Folha - Como a recompra dos títulos e a emissão de novos papéis beneficiará o país?
Simões - No caso dos bônus que o BC pretende lançar em substituição aos atuais, haverá um ganho para a imagem. Isso ocorrerá porque vai diminuir a dívida negociada com deságio, que tem um efeito-demonstração ruim, e o país entrará num mercado ainda virgem, o dos investidores finais. Vai captar um dinheiro que não está entrando como deveria.
O BC parece querer atingir os maiores pilares das finanças do planeta, os fundos de pensão, os fundos mútuos. É certo que eles detêm alguma coisa da dívida brasileira. Mas têm uma tolerância ao risco desse mercado. Após um certo limite, não investem mais.
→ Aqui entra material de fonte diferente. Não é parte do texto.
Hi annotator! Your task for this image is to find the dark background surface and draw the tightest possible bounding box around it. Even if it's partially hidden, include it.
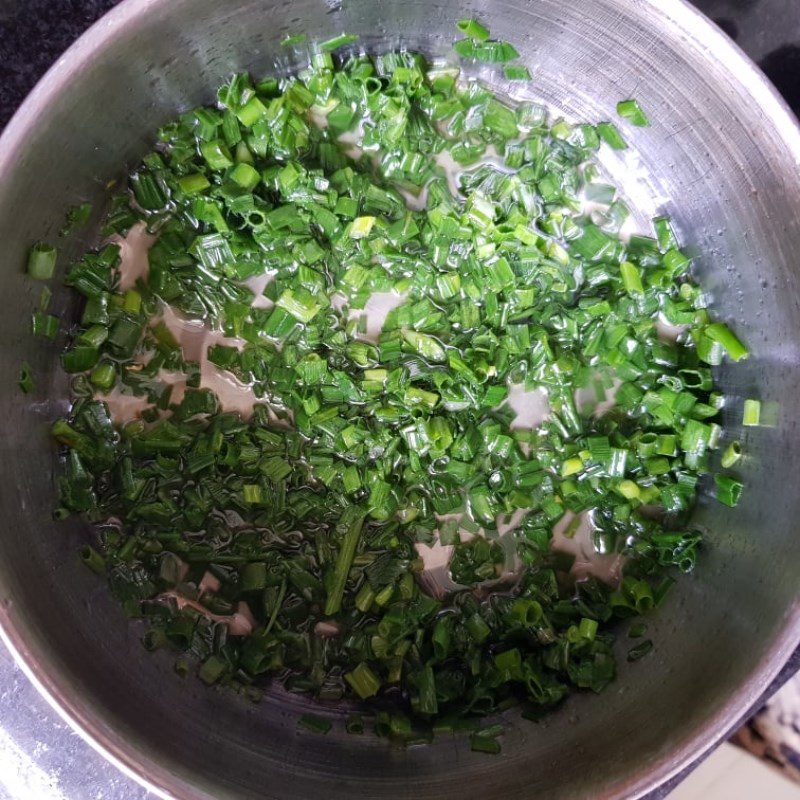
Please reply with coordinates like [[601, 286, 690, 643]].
[[1, 0, 800, 127], [0, 0, 798, 797]]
Folha - Ou seja, o Brasil está fora, segregado desse mercado porque não tem um instrumento para oferecer de longo prazo e seguro?
Simões - Exatamente. Seguro, quer dizer que não vai mostrar volatilidade. Que o preço não vai ficar variando loucamente no mercado secundário. Alguma volatilidade sempre terá, como têm os bônus do Tesouro dos EUA. Mas é algo muito mais previsível.
Folha - O Brasil tem colocado alguns bônus novos no mercado internacional, com muito sucesso. Não seria uma boa saída, em vez de trocar a dívida velha?
Simões - O governo ainda não desenvolveu uma presença grande no mercado menos volátil. As emissões de sucesso são de prazos curtos e volume relativamente pequeno. Se o Brasil tentasse vender US$ 10 bilhões de novos bônus de 30 anos, teria dificuldade.
Folha - No caso da operação que o BC sugeriu, o exemplo enviado ao Senado é bom para o país?
Simões - Olhando isoladamente alguns números dá a impressão que não é vantajosa. Mas é importante olhar o contexto geral, daí a coisa muda de figura. O país paga 5,91% de juros sobre o papel que o BC sugeriu no seu exemplo. O novo papel pagará 13% ao ano. Logo, pode-se concluir, é ruim. Só que o valor de face da dívida vai cair de US$ 1,7 bilhão para US$ 1 bilhão.
Folha - Mesmo assim, a despesa será maior no caso do papel com juros de 13% ao ano...
Simões - Sim, mas você está desconsiderando que o país resgataria cerca de US$ 230 milhões que estão empenhados como garantia do pagamento desse US$ 1,7 bilhão. É uma vantagem adicional.
Folha - O que acha de obrigar o BC a fazer a operação considerando o deságio médio do papel nos seis meses anteriores à operação?
Simões - Arbitrar o deságio é fazer o BC tornar público o preço que vai se obrigar a comprar o título. Você está botando o BC para jogar com desvantagem.
Folha - O sr. acha melhor deixar o BC livre para fazer a operação?
Simões - Com certeza. O BC vai operar e a sociedade fiscalizar. Não dá para o Senado operar com o BC.
Folha - Como é possível saber que não houve má fé?
Simões - Como em qualquer outro país: se houver sacanagem o cara vai preso. Tem que haver punição exemplar. É a única maneira.
Folha - O senador Roberto Requião sugere que só possam participar empresas que não possuam títulos da dívida...
Simões - Aí é muito difícil. O governo estaria lidando com gente sem a devida competência. Se a pessoa não conhece o mercado, não trará experiência para o BC.
Folha - O BC quer trocar US$ 10 bilhões. O senador Requião quer limitar a US$ 5 bilhões...
Simões - Um valor de US$ 10 bilhões a US$ 15 bilhões seria o ideal. Quando você entra numa mesa de pôquer, você quer que seu adversário saiba que seu cacife é grande. É a mesma coisa. Limitar o valor deixa o BC em posição defensiva. Esse é um mercado de gente esperta. Todos vão saber até que ponto o BC vai querer participar.